Although a noder may not have enough high rep nodes to make his distribution very skewed, the traditional measures of central tendency for gaussian distributions may not be able to tell the whole story.

What I'm getting at is this: is there any way to meaningfully quantitify the right-side skewness of a noder's rep distribution and thus be able to reward noders that have many more high rep writups than low rep writeups?

Thanks for reading, Yours Truly Qeyser

Professor Pi's Comments:

Actually, the distribution of node reputation only resembles a normal (Gaussian) distribution. The real distribution is most likely closer to a Binomial Distribution. But other factors such as writeup nuking and C!ing (more "air-time") have influence on the shape of the distribution as well.

It would be very impractical to use models such as the Binomial Distribution or the Poisson Distribution (which is the limiting case of the former and would work out for larger rep-sums) because (1) there is far too much computation work required; lots of slow factorial calculations, and (2) the whole procedure of calculating an "average" node reputation would become far too complex, for the average noder to make sense of.

There is actually a parameter that can be used to evaluate the degree of asymmetry of a distribution; it's called skewness. It is a 3rd order function of the node-reputations. I doubt thus parameter is practical in the evalation the "average" node distribution, and it would again make the entire procedure too complex.

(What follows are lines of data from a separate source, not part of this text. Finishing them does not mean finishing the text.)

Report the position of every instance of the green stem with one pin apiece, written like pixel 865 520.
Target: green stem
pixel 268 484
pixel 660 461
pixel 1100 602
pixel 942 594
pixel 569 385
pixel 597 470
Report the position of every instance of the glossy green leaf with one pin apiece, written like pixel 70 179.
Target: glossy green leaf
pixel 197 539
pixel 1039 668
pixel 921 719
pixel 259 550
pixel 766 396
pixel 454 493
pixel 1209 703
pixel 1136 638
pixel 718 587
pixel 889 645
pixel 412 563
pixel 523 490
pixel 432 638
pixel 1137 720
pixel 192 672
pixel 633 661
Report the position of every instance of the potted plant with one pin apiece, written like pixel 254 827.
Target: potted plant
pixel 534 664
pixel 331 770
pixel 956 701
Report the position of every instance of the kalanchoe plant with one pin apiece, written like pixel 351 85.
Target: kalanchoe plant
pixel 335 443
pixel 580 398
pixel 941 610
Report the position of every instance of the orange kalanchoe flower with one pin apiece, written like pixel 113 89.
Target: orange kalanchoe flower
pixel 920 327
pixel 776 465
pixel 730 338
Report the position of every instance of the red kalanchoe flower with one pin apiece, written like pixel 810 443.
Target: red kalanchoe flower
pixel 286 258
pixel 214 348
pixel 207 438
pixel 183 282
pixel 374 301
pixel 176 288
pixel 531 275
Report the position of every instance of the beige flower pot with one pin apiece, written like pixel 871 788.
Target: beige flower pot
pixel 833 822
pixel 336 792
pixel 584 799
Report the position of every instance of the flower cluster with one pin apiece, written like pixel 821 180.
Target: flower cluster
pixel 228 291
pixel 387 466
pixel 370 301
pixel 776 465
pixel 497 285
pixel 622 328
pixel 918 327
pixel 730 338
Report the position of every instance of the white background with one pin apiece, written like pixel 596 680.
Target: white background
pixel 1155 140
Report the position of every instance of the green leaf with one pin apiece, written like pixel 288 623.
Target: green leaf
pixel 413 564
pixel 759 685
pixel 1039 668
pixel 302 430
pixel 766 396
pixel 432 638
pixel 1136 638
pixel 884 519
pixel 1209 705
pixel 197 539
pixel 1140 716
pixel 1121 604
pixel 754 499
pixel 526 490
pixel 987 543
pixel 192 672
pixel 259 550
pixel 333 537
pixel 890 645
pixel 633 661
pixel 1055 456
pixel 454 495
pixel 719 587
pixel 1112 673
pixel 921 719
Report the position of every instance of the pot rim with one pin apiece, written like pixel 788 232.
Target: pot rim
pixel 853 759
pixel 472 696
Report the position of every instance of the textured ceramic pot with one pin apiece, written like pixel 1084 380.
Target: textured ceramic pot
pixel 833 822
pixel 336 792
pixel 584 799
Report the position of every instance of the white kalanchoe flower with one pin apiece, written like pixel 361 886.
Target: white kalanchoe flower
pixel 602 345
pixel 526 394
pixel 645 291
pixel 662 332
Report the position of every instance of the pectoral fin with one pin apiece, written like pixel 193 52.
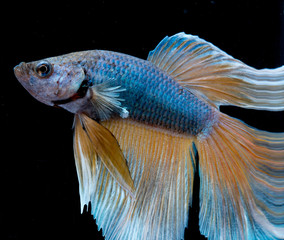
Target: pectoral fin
pixel 93 140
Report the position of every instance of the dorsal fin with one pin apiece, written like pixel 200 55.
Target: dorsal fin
pixel 213 75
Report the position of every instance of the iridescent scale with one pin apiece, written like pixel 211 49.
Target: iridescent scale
pixel 150 96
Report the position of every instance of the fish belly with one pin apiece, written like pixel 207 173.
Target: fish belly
pixel 150 95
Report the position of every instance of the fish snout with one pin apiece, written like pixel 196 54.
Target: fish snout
pixel 19 70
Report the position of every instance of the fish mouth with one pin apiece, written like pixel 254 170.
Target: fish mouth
pixel 18 70
pixel 81 93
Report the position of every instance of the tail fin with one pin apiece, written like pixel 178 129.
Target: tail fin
pixel 217 77
pixel 242 182
pixel 241 168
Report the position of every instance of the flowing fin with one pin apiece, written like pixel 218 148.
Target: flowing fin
pixel 217 77
pixel 106 100
pixel 242 182
pixel 162 166
pixel 92 140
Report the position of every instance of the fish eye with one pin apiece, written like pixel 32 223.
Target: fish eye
pixel 43 69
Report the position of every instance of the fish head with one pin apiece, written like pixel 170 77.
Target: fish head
pixel 52 79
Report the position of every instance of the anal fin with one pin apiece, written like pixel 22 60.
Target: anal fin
pixel 93 141
pixel 161 164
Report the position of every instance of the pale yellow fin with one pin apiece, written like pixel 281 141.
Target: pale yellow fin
pixel 215 76
pixel 93 140
pixel 241 182
pixel 162 166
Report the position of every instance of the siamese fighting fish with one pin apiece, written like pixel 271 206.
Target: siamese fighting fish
pixel 140 126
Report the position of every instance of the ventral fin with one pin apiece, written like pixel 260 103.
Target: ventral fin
pixel 216 77
pixel 93 140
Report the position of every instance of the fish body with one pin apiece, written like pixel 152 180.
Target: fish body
pixel 139 124
pixel 146 93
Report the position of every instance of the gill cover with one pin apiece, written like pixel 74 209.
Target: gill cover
pixel 51 79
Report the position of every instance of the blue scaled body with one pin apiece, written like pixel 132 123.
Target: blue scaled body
pixel 149 94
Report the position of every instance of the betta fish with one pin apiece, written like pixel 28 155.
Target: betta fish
pixel 140 125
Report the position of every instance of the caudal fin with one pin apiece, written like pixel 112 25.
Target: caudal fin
pixel 242 182
pixel 215 76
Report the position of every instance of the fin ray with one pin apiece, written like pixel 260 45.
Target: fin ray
pixel 217 77
pixel 241 182
pixel 95 139
pixel 162 165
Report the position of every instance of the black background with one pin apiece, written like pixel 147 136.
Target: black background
pixel 39 188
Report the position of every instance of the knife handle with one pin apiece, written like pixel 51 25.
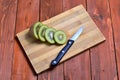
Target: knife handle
pixel 62 53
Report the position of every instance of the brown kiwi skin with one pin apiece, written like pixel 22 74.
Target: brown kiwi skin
pixel 56 38
pixel 33 31
pixel 40 33
pixel 46 35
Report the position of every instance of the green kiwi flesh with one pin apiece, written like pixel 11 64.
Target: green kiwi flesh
pixel 60 37
pixel 41 33
pixel 49 35
pixel 34 29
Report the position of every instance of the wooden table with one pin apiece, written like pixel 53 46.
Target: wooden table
pixel 101 62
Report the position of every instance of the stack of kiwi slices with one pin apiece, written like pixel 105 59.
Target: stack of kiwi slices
pixel 46 34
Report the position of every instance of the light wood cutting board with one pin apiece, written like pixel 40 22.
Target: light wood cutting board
pixel 41 54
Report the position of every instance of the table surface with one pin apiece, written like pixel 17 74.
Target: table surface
pixel 101 62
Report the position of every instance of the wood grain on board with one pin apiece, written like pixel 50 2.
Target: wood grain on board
pixel 48 9
pixel 78 67
pixel 27 14
pixel 7 27
pixel 41 54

The median actually would be a fair measure of central tendency for the reputation-distributions we encounter, but as was already mentioned: it's easily broken by targeted downvoting on writeups with a reputation at, or slightly above the median. It is not robust enough, since it is only a single-parameter description of the distribution. In order to make it more robust, it would be better to incorporate more factors, such as the 1st and 3rd quartile values, or the reputations of all the writeups between the the 1st and 3rd quartile. Again, we don't calculate the mean of all the nodes, since that would favor the outlier points too much.